5. Smart Automation with fail-safe control: Evaluating AI agent errors is complex due to their operation in the real world, requiring simulated environments. Nevertheless, we need to validate system safety, malfunctions, and AI-driven errors by enforcing safety parameters with multi-layered verification before implementing efficiency adjustments such as dynamically adjusting heating and cooling set-points to avoid extreme temperature fluctuations, or automated demand control. Additionally, facility managers always have fail-safe controls to override AI changes in case of anomalies so that human domain expertise is integrated into validation processes.

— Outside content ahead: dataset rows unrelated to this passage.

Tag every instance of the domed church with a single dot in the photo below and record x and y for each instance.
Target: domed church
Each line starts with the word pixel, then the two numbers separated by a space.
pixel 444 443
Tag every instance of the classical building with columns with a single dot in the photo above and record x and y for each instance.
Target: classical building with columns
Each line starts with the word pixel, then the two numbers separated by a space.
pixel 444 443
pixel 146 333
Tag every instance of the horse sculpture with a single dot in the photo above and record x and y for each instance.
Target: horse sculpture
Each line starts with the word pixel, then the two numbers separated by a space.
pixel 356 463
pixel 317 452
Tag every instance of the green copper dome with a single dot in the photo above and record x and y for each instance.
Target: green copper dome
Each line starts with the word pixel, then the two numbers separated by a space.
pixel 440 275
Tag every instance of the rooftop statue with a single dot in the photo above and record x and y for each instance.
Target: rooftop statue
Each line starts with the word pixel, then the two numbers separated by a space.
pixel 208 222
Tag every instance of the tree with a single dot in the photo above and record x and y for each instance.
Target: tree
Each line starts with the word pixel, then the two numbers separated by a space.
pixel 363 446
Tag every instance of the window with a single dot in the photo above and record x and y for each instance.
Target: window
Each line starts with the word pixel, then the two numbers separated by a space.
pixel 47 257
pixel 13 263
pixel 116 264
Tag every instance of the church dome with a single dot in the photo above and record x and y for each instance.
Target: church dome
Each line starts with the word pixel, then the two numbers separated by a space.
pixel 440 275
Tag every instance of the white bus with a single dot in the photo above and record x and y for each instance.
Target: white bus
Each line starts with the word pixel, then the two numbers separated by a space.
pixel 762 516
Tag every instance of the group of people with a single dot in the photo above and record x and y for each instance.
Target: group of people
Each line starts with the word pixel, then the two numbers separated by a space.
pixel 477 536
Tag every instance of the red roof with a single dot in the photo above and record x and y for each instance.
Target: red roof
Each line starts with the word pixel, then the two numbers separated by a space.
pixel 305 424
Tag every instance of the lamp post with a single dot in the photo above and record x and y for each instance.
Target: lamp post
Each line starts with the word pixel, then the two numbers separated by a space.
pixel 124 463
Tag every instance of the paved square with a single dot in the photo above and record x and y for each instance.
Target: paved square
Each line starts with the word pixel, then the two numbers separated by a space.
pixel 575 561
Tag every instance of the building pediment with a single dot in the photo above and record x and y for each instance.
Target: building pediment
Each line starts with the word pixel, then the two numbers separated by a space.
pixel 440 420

Balancing capability and reliability of AI Agent

AI agents in building energy management must be both capable and reliable in real-world environments. To close the capability–reliability gap, AI agents need: zero-shot forecasting models for energy demand prediction; the MCP Protocol for open integration with lean data processing; IoT-LLMs for improved logical reasoning; a dual-mode AI Agent for reducing skill gaps; and fail-safe automation with dynamic adjustments.

A truly effective AI agent for buildings should not just be capable and cost-effective but equally reliable, performing complex tasks consistently. Even small failures, such as a 10% mismanagement in HVAC or power load balancing, can lead to massive inefficiencies, discomfort, and financial losses.